Halimatu Hima : was born in Niger, where she served as the first president of the Youth Parliament at the age fifteen. During her tenure, she engaged various stakeholders for national campaigns on girls education, especially on rural areas, among other initiatives. She earned a scholarship to the United World College and Wellesley College, where she joined a small group of students to build Harambe Entrepreneur Alliance. Upon her graduation in 2010, Halimatou worked extensively in rural Niger on child marriage, girls’ education, and youth participation with Unicef. She independently spearheaded microenterprise programs with women. Halimatou – selected in 2011 as one of ” Africa’s 25 top emerging women leaders under 25 for their commitment to service” – is a candidate for a master’s degree in public policy (MPP) at the Harvard Kennedy School of Government.

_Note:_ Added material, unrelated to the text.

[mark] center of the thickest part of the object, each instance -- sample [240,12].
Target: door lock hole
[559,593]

Catheen Kaveny: is the John P. Murphy Foundation Professor of Law and Professor of Theology at the University of Notre Dame, and is currently a visiting professor at Princeton University. Dr. Kaveny focuses her academic work on the intersection of religion, law, and morality. She is the author of Law’s Virtues: Fostering Autonomy and Solidarity in American Society and the forthcoming Prophecy without Contempt: An Ethics of Religious Discourse in the Public Square. She has also authored more than a hundred articles and essays in both scholarly and popular journals. She is a regular columnist for Commonweal. Professor Kaveny is a member of numerous professional societies and has served on a number of editorial boards in both law and religion. In January 2013, she was elected to the vice-presidency of the Society of Christian Ethics. She earned both her J.D. and her Ph.D. from Yale University.

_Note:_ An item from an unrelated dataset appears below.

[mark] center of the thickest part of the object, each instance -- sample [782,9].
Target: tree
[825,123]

Salim Shekh and Sikha Patra: Salim Shekh, a boy of 15 years, lives in a polluted slum in East Kolkata, India. Sikha Patra, a girl of 15 years, lives in an Indian slum called Neheru Colony. This dynamic duo has been engaged in eradicating polio from their community, developing a map which they plan to share online with the global audience to make their invisible community visible. Sikha and Salim are child advisors to Prayasam, an India-based NGO that has organized thousands of children in the slum areas to become peer leaders/educators, catalyzing lifestyle changes within their communities. Focusing primarily on preventive health, sanitation, and hygiene, these children are changing the physical and social environment within which they live. Currently they are negotiating with the local government to ward off diseases like dengue. Both Sikha and Salim were speakers at the Skoll World Forum held in Oxford in 2012. They spoke about the active role of the youth as the contributors as well as the change-makers of the society.
Roger Thurow: joined The Chicago Council on Global Affairs as senior fellow for global agriculture and food policy in January 2010 after three decades at The Wall Street Journal. In 2012, he also became a fellow for the ONE Campaign. For 20 years, he served as a Journal foreign correspondent, based in Europe and Africa. In 2003, he and Journal colleague Scott Kilman wrote a series of stories on famine in Africa that was a finalist for the Pulitzer Prize in International Reporting. Their reporting on humanitarian and development issues was also honored by the United Nations. Thurow and Kilman are authors of the book ENOUGH: Why the World’s Poorest Starve in an Age of Plenty. In 2009, they were awarded Action Against Hunger’s Humanitarian Award. They also received the 2009 Harry Chapin Why Hunger book award. In May 2012, Thurow published his second book, The Last Hunger Season: A Year in an African Farm Community on the Brink of Change.